In classic Agatha Christie tradition, the cast of trapped residents includes a large number of unlikely characters (and likely suspects) who aren't always who they seem to be. Confined to the hotel, with the storm steadily growing worse, with a murderer on the loose, and with dark rumours circulating about a enigmatic armoured carriage attached to the train, the residents become increasingly difficult and it is all that the hotel's management can do to prevent a full-scale rebellion.

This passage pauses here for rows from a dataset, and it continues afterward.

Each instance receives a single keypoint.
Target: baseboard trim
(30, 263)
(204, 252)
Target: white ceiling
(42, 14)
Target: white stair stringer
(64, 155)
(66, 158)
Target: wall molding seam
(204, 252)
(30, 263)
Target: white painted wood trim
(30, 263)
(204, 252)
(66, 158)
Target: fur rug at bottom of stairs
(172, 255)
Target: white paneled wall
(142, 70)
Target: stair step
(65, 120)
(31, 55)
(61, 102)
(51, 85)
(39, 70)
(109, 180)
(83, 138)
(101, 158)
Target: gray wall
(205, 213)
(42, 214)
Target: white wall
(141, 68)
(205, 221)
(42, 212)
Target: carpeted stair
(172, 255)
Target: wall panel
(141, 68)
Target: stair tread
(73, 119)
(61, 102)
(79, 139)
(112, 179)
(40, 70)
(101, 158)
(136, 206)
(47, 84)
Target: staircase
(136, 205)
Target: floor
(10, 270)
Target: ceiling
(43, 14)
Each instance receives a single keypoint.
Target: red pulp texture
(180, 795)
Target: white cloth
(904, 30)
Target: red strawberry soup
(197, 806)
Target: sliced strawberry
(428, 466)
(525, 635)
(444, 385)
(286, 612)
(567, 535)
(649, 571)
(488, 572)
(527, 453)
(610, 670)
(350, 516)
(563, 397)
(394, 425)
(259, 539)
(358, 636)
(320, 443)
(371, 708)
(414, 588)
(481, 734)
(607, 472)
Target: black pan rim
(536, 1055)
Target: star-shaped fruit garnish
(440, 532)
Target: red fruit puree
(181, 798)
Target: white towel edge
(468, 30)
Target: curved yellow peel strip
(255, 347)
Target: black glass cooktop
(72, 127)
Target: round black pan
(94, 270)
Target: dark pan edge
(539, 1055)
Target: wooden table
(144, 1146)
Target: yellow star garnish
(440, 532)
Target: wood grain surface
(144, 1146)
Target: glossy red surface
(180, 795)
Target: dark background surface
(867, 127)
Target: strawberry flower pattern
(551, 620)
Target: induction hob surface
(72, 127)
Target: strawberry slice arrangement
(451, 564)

Although the final reveal isn't entirely unexpected, the claustrophobic hotel and its worrying decent into anarchy are very nicely done. Hanne Wilhelmsen, too, is an enjoyable protagonist: initially extremely stand-offish and determined not to get involved — an implicit consequence of the attack that left her wheelchair-bound — the murder bring her out of herself and makes her realise that she is going to have to start trusting people again. Given that 1222 is the 8th book to feature Wilhelmsen, I only hope it won't be too long until the others are translated into English.